ドライフラワーの専門店松本に

ドライフラワー専門店85Flower (ハチゴウフラワー)

店内に入ると色鮮やかな花々が出迎えてくれて、ワクワクした気持ちになる。松本市城東2のドライフラワー専門店「85(ハチゴウ)Flower(フラワー)」。生花ではなく、ドライフラワーを専門とする店は県内でも少ない。県内各地から客が訪れ、記念日のプレゼントなどに求めていく。
店内にはバラやアナベル、ヒマワリなどの花やエノコログサ(ネコジャラシ)、ススキや松ぼっくりなどの植物、葉が100種類ほど置かれている。
みずみずしい質感や爽やかな香りが特長の生花、アンティーク調の風合いがあり長く保てるドライフラワー。どちらにも違った魅力がある。店主の丸山美恵さん(同市岡田)は、「自然をモチーフに形にこだわらない」をコンセプトに、ドライフラワーならではの魅力を伝えている。

沖縄の生活で深まった愛着

松本市のドライフラワー専門店、85Flower。店主の丸山美恵さんは、幼少期から花が好きだった。母親が花が好きで、一緒に摘んだり、花瓶に挿して家に飾ったりと、日常の中で花と触れ合う機会が多かった。
松本市で育ち、県内や昨年1年間移住してみた沖縄の生花店で働き、花に関する知識や技術を独学も合わせて身に付けた。
丸山さんは、趣味でさまざまな花をドライフラワーにして友人らに配っていた。沖縄で暮らす間にドライフラワーがさらに好きになったという。道端に落ちていた、クバ(ビロウ)やアダン、ヤシなど、信州では見かけない南の植物もドライにできることを知ったからだ。

飾り方も多様でインテリアにも

ドライフラワーは「枯れた花」というイメージを持つ人も少なくないが、花が朽ちる前の最も美しい状態で水分を抜いて作る。

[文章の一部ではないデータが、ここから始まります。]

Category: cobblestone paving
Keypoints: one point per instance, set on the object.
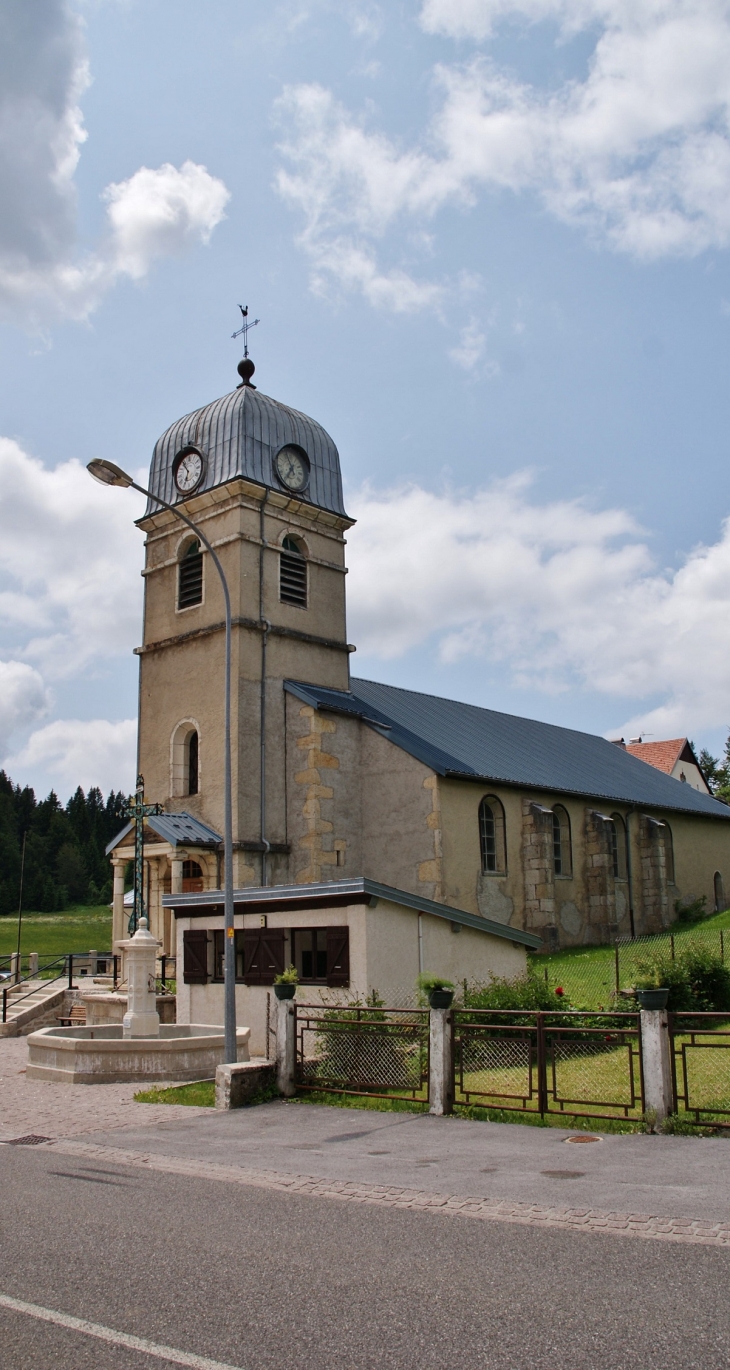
(43, 1109)
(389, 1196)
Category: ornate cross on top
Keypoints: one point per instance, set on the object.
(137, 810)
(245, 326)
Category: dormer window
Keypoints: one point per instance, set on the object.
(191, 576)
(292, 573)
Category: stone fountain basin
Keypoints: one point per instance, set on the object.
(102, 1055)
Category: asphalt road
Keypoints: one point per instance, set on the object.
(259, 1278)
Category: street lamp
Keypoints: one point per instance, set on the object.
(110, 474)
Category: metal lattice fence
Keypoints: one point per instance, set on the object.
(363, 1051)
(578, 1065)
(700, 1054)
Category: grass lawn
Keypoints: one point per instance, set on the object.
(588, 974)
(52, 935)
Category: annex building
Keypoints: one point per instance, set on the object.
(358, 806)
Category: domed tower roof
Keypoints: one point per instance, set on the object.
(240, 436)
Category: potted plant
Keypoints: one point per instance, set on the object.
(286, 984)
(440, 991)
(649, 992)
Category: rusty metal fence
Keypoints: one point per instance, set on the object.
(363, 1051)
(573, 1065)
(700, 1058)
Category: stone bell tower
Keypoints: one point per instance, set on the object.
(263, 482)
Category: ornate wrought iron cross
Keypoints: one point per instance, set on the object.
(245, 326)
(137, 810)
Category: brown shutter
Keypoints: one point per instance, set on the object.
(337, 956)
(263, 955)
(195, 956)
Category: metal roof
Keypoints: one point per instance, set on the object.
(467, 741)
(177, 829)
(240, 436)
(341, 892)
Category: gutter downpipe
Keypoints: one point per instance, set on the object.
(266, 628)
(629, 877)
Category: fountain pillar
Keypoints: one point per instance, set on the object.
(141, 1018)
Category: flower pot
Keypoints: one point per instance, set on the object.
(652, 998)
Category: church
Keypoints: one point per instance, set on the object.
(359, 806)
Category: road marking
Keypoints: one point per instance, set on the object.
(649, 1226)
(117, 1339)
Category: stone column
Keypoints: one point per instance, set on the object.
(441, 1061)
(286, 1047)
(656, 1062)
(141, 1018)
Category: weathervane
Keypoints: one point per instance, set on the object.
(244, 328)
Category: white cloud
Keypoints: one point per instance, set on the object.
(637, 152)
(81, 752)
(566, 596)
(70, 556)
(43, 269)
(23, 699)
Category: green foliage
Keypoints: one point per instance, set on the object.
(288, 977)
(65, 847)
(697, 980)
(428, 981)
(690, 913)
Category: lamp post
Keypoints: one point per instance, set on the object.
(110, 474)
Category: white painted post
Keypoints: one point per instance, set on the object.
(286, 1045)
(441, 1061)
(656, 1062)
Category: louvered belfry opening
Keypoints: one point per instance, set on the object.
(191, 577)
(292, 574)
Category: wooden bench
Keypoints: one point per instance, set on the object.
(76, 1018)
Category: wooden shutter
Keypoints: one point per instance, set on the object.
(263, 955)
(195, 956)
(337, 956)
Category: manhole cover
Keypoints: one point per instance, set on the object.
(32, 1140)
(563, 1174)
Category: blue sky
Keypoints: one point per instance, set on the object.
(488, 244)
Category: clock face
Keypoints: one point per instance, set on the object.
(292, 467)
(188, 470)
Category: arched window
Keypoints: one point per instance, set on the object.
(617, 837)
(192, 877)
(185, 761)
(191, 576)
(669, 854)
(292, 573)
(562, 854)
(492, 844)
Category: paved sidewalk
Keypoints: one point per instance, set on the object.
(43, 1109)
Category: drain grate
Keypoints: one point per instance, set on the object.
(32, 1140)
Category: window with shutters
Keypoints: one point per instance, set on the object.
(321, 955)
(191, 576)
(292, 574)
(195, 956)
(492, 836)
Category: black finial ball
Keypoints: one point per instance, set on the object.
(245, 371)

「色がきれいに残ったり、そのままの形を永く継続できたり。時間がたつにつれての色の変化も楽しめます」と丸山さん。花の種類や季節によって乾かし方や乾かす場所を変え、丸山さんが全て作る。世話が不要で飾り方も多様なため、インテリアとして購入する人も多いという。
開店は今年5月。以来、「人との縁がものすごく広がった」と話す。もともと自身で許可を得て山などで植物を取ったり、生花を仕入れたりしていたが、野菜のつるやタマネギの花、アジサイ、松ぼっくりなど、縁で知り合った農家や客からもらう機会が増えた。価格を抑えることにもつながった。
「誕生日や記念日などのイベント、部屋のインテリアとして気軽に日常で飾ってもらえたら」と話す。残しておきたい生花の花束などを、注文に応じてそっくりドライにすることも可能。ドライフラワー作りのワークショップも開いている。